Ontstekingsprocessen
De aanwezigheid van kynurenaat duidt op een gebrek aan vitamine B. Bij ontstekingen en immunologische afweerreacties komt kynurenaat vrij, zoals bij gamma-interferon geïnduceerde macrofagenstimulatie. Een eiwitrijke voeding of een L-tryptofaan supplement kan leiden tot een stijging van de kynurenaatspiegel. Picolinaat stimuleert ontstekingsprocessen flink, ook hier kan een anti-inflammatoire behandeling met gamma-E en omega-3-visolieproducten soelaas bieden. De toediening van picolinezuur middels supplementen dient gestaakt te worden. Een eiwitarm dieet en inname van flavonoïden is echter aan te bevelen.

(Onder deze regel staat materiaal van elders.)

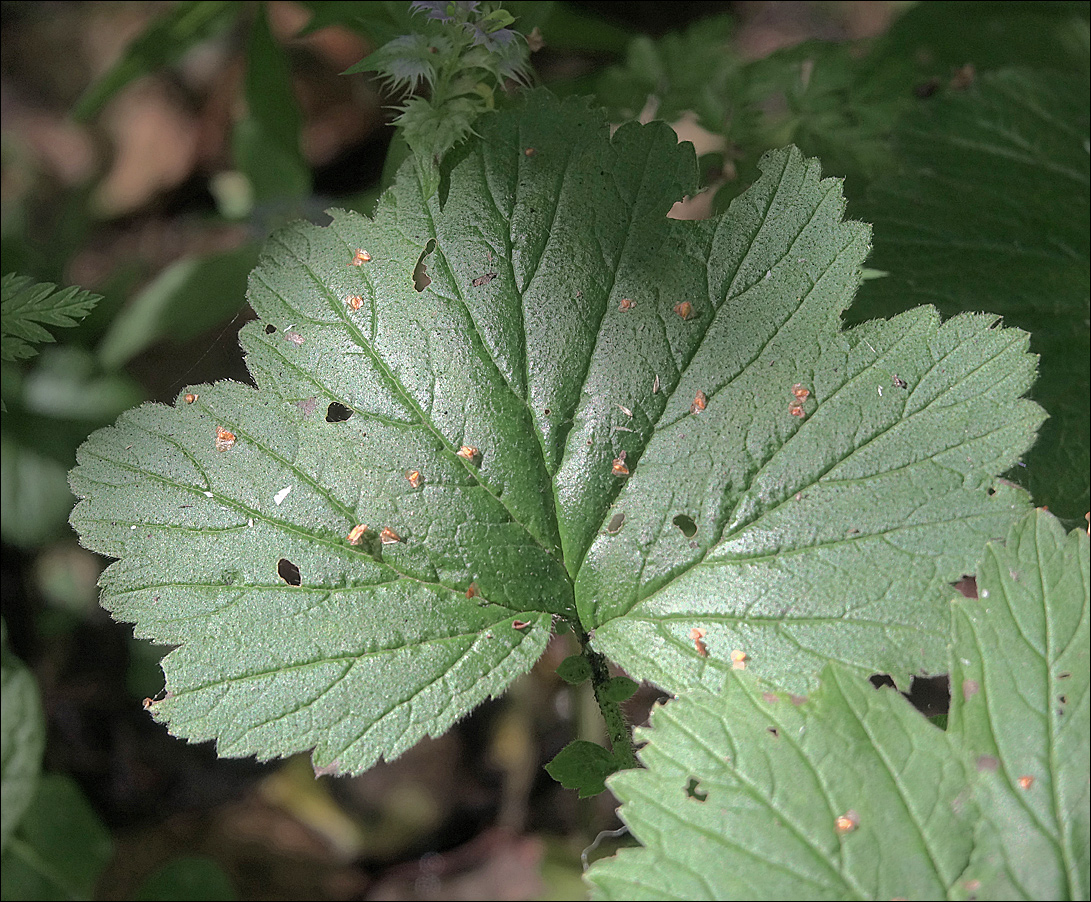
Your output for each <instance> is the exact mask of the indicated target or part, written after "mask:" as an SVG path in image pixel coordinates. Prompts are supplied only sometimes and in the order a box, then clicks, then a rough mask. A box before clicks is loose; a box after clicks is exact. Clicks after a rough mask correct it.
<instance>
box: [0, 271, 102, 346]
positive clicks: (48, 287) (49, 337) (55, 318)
mask: <svg viewBox="0 0 1091 902" xmlns="http://www.w3.org/2000/svg"><path fill="white" fill-rule="evenodd" d="M0 291H2V296H0V309H2V312H3V328H2V330H0V360H7V361H13V360H20V359H22V358H27V357H34V354H36V353H37V352H38V351H37V349H36V348H34V347H32V344H35V345H40V344H41V342H44V341H53V340H55V339H53V336H52V335H51V334H50V333H49V330H48V329H46V328H45V326H74V325H75V324H76V323H77V322H80V320H82V318H83V317H84V316H86V315H87V314H88V313H89V312H91V310H92V308H94V305H95V304H96V303H98V301H100V300H101V298H100V297H99V296H98V294H93V293H92V292H91V291H84V290H83V289H82V288H75V287H72V288H62V289H58V288H57V286H56V285H51V284H49V282H38V281H35V280H34V279H33V278H31V277H29V276H19V275H15V274H14V273H9V274H8V275H7V276H4V277H3V280H2V281H0Z"/></svg>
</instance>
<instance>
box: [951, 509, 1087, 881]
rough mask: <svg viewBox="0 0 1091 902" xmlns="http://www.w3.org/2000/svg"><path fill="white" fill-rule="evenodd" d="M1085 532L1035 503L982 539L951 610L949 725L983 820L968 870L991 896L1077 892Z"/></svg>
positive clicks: (1080, 776)
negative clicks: (973, 561) (970, 576)
mask: <svg viewBox="0 0 1091 902" xmlns="http://www.w3.org/2000/svg"><path fill="white" fill-rule="evenodd" d="M1089 566H1091V552H1089V544H1088V534H1087V532H1086V531H1083V530H1072V531H1071V532H1069V533H1068V534H1067V536H1066V534H1065V531H1064V529H1062V527H1060V524H1059V522H1058V521H1057V520H1056V519H1055V518H1054V517H1053V516H1051V515H1050V514H1046V513H1045V512H1044V510H1039V512H1035V513H1034V514H1033V515H1032V516H1031V517H1030V518H1028V520H1027V521H1026V522H1021V524H1020V525H1019V526H1018V527H1016V528H1015V529H1012V530H1011V533H1010V534H1009V536H1008V537H1007V541H1006V542H1004V543H1003V544H1000V543H995V544H990V545H988V549H987V551H986V554H985V561H984V565H983V566H982V568H981V570H980V573H979V576H978V594H979V598H976V599H963V600H960V601H959V602H958V604H957V605H956V609H955V632H954V639H955V649H956V653H955V654H954V656H952V660H951V687H952V693H951V717H950V727H949V729H950V732H951V734H952V735H954V736H956V737H957V738H959V739H960V741H961V743H962V745H963V747H964V749H966V751H967V754H968V756H970V758H971V760H972V761H973V762H974V765H975V767H976V769H978V770H979V771H980V780H981V783H982V792H981V796H982V799H983V804H984V805H985V810H986V813H987V814H988V815H990V817H988V819H987V820H985V821H983V823H982V835H981V838H980V842H979V850H978V853H976V855H975V861H974V866H973V867H974V869H973V874H974V876H975V877H976V878H978V879H979V880H980V881H981V885H982V887H983V888H984V889H983V892H984V894H985V895H986V897H987V898H994V899H1087V898H1088V894H1089V893H1091V878H1089V858H1091V853H1089V840H1091V817H1089V814H1088V810H1089V802H1091V790H1089V775H1091V731H1089V726H1091V705H1089V702H1091V697H1089V694H1088V682H1089V676H1091V663H1089V650H1088V648H1089V637H1091V626H1089V623H1091V621H1089V593H1091V576H1089Z"/></svg>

Om ontstekingsprocessen uit te sluiten, dienen onder andere bloedonderzoeken op alle ontstekingsmarkers gedaan te worden. Daarbij kunnen onderscheiden worden:
- C-reactief proteïne (hs-CRP)
- tumornectrosefactor (TNF-alfa)
- allergietest, bijvoorbeeld totaal-IgE
- histamine-intolerantie: te denken valt aan diamine-oxidase
- vitamine D3
- interleukine: checken op aantallen van in dit geval IL-6
- bezinkingssnelheid van de erytrocyten (BSE)
- homocysteïne
- vetzuren (arachidonzuur/ EPA/DHA
Medicatie
Deze omvat het behandelen met:
- antioxidanten: vitaminen C en E, alfa-liponzuur en glycine
- probiotische en anti-inflammatoire behandeling (gamma-E en omega-3-visolieproducten)
Let op: De toediening van L-tryptofaan versterkt de vorming van quinolinezuur en is daarom af te raden.